In your example, $R = \tiny\begin{pmatrix} \ast & \ast & \ast \\ 0 & \ast & \ast \\ 0 & 0 & \ast\end{pmatrix}$ admits a decomposition $1 = e_1 + e_2 + e_3$ with $e_1 := \tiny\begin{pmatrix} 1 & 0 & 0 \\ 0 & 0 & 0 \\ 0& 0 & 0 \end{pmatrix}$ etc., hence any $R$-module $M$ decomposes as $M = M_1\oplus M_2\oplus M_3$ with $M_i := e_i M$ - since $R$ is a ${\mathbb Q}$-algebra, this is even a decomposition as ${\mathbb Q}$-vector spaces. Moreover, the element $e_{12} := \tiny\begin{pmatrix} 0 & 1 & 0 \\ 0 & 0 & 0 \\ 0 & 0 & 0\end{pmatrix}$ and the analogously defined $e_{13}$ and $e_{23}$ act as ${\mathbb Q}$-linear homomorphisms $\alpha: M_2\to M_1$, $\gamma: M_3\to M_1$ and $\beta: M_3\to M_2$, respectively, and by associativity of the $R$-action, $e_{12} e_{23} = e_{13}$ implies that the composition $M_3\xrightarrow{\beta} M_2\xrightarrow{\alpha} M_1$ equals $M_3\xrightarrow{\gamma} M_1$.
All in all, this means that $R\text{-Mod}$ is equivalent to the category of diagrams of ${\mathbb Q}$-vector spaces of the form $\bullet\leftarrow\bullet\leftarrow\bullet$, with commutative diagrams as morphisms.

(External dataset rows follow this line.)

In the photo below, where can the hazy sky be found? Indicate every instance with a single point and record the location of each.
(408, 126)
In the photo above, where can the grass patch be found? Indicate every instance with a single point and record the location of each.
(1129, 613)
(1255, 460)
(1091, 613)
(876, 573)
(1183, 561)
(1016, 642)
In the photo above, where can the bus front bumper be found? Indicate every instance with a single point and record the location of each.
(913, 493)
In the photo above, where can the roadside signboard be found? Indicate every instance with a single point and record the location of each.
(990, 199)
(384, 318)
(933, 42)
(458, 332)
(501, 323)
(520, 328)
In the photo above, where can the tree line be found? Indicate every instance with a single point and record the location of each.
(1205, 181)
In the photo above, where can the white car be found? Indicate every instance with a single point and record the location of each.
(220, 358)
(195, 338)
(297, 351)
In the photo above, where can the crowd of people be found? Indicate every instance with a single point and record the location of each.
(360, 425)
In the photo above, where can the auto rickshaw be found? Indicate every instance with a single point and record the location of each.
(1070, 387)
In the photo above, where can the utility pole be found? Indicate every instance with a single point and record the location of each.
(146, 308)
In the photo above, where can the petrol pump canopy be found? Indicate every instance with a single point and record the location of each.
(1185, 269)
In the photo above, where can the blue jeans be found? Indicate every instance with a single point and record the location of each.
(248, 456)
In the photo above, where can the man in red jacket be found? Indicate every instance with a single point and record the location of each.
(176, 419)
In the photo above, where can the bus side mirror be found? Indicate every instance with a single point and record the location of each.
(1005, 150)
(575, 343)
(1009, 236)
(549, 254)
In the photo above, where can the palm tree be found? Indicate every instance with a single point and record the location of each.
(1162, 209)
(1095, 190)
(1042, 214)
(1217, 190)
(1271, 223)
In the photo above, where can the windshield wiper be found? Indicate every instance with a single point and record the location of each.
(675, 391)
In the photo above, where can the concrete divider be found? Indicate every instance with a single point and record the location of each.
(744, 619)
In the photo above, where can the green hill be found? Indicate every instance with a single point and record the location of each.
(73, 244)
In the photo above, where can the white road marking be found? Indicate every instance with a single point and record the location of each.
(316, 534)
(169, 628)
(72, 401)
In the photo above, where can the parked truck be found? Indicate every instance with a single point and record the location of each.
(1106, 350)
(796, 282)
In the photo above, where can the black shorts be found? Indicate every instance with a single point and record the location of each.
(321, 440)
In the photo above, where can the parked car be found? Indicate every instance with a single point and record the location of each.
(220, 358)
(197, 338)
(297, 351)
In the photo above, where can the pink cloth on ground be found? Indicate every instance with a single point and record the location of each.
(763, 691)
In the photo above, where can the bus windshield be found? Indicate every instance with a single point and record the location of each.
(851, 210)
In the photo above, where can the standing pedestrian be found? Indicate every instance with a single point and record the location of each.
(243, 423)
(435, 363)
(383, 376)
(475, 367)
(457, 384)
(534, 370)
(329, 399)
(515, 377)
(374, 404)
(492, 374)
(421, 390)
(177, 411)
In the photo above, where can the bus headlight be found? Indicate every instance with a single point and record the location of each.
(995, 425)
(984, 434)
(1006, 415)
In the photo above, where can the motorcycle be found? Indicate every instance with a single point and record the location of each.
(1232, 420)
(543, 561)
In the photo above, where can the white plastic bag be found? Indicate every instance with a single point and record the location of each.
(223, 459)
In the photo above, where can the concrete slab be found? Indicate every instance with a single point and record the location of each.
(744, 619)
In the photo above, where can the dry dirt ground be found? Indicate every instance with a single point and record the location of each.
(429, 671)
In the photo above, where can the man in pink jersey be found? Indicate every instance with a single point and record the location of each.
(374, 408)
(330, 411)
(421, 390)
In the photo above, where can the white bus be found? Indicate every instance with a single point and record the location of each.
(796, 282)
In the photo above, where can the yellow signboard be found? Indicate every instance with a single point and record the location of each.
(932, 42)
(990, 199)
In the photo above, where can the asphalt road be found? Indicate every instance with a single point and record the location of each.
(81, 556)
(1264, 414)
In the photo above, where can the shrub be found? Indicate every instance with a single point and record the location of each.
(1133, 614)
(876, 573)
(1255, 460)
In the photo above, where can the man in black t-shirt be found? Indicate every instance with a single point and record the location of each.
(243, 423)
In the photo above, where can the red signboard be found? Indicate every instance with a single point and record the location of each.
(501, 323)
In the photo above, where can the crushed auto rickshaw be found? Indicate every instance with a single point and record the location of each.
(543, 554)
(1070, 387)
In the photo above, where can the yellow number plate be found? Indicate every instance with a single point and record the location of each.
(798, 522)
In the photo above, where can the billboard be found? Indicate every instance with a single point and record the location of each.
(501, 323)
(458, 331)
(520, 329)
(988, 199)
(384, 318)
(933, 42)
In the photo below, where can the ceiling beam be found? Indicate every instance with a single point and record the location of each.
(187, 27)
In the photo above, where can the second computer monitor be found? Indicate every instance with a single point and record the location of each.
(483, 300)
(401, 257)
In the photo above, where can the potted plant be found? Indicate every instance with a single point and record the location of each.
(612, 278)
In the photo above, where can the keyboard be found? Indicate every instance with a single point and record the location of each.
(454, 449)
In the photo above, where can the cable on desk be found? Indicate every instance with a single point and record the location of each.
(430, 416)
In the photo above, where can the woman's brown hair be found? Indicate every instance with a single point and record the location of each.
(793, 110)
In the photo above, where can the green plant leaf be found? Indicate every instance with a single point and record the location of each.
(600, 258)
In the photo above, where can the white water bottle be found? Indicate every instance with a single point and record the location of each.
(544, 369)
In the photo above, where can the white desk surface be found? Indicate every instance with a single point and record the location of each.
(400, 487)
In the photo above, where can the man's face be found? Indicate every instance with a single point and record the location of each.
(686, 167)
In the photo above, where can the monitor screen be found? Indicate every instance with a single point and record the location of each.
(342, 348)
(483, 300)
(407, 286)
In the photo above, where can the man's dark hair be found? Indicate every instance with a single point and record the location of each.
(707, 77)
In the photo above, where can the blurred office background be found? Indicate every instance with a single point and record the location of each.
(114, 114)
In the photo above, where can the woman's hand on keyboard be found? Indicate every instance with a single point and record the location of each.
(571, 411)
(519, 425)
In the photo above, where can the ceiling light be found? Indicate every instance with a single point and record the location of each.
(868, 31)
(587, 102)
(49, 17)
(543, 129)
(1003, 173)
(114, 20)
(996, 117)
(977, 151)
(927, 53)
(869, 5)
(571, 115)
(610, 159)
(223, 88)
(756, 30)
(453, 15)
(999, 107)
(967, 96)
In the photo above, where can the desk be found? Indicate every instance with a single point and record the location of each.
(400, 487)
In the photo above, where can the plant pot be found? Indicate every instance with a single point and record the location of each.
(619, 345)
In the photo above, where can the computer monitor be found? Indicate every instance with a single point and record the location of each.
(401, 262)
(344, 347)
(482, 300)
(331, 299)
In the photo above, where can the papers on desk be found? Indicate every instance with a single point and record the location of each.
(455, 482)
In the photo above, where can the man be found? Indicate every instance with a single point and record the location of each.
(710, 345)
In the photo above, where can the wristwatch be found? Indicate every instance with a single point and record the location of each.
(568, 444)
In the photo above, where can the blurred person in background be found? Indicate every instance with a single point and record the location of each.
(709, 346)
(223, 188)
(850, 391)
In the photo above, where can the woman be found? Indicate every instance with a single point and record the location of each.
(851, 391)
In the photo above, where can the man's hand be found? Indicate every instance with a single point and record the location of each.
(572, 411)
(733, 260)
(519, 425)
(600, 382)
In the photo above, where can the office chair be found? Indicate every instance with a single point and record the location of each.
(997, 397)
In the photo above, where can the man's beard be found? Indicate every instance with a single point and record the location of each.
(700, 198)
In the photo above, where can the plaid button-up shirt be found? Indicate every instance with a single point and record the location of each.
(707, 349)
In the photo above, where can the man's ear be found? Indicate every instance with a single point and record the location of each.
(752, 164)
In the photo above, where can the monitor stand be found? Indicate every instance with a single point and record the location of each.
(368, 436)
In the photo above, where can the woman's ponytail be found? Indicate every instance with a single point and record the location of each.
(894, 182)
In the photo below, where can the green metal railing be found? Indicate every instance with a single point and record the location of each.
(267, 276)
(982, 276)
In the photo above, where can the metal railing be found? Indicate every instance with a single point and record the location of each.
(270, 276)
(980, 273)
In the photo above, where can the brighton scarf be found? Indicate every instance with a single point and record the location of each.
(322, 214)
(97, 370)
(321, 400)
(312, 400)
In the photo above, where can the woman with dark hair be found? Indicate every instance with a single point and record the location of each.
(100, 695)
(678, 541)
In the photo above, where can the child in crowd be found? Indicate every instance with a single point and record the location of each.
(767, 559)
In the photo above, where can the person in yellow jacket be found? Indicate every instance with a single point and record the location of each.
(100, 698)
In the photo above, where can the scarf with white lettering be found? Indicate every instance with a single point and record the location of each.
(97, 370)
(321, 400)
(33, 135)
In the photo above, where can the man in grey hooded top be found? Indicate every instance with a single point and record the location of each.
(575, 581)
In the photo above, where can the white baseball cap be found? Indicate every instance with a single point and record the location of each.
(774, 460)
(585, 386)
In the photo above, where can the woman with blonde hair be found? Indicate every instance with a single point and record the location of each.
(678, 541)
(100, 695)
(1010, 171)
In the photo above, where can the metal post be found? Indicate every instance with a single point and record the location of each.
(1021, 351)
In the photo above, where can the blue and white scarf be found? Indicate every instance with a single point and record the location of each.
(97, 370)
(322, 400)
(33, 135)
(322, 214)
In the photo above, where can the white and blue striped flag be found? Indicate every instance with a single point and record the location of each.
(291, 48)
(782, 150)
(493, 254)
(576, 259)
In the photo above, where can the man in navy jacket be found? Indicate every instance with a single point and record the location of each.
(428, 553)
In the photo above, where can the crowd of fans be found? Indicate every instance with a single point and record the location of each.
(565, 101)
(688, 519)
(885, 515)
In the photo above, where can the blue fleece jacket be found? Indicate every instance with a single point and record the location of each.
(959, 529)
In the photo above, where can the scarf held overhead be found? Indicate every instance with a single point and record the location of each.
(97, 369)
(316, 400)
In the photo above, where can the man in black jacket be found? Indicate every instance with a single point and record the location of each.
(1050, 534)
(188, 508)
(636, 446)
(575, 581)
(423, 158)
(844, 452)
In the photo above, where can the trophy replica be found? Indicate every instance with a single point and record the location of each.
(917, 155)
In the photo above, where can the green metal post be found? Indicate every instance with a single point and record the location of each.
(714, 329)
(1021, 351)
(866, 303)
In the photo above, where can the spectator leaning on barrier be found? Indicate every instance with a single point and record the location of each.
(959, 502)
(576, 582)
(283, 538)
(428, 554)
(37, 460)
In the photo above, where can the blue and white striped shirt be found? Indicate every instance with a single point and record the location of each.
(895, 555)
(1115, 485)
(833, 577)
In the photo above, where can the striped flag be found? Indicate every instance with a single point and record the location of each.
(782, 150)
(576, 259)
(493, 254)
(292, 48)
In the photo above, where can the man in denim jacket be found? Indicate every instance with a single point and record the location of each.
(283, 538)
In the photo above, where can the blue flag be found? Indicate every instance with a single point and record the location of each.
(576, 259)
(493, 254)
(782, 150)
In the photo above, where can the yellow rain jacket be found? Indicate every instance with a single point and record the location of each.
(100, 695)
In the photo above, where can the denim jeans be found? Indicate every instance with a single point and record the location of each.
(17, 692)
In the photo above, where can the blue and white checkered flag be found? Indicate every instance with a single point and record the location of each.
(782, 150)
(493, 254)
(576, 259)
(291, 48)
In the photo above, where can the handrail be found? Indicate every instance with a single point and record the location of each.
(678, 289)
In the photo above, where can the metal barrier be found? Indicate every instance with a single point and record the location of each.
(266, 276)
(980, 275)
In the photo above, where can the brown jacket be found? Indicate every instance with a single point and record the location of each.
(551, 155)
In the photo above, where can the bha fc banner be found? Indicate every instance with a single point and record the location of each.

In this description, your module $M_2$ corresponds to $0\leftarrow {\mathbb Q}\leftarrow 0$, while $M_1$ corresponds to ${\mathbb Q}\leftarrow 0\leftarrow 0$. Now it is clear that the only extensions between $M_2$ and $M_1$ are of the form $E_\lambda :\equiv {\mathbb Q}\stackrel{\lambda}{\leftarrow}{\mathbb Q}\leftarrow 0$ with $\lambda\in{\mathbb Q}$, and they are non-split if and only if $\lambda\neq 0$. Moreover, $E_\lambda\cong E_\mu$ for $\lambda,\mu\in{\mathbb Q}\setminus\{0\}$ via multiplication by $\frac{\lambda}{\mu}$ in either the first or second copy of ${\mathbb Q}$.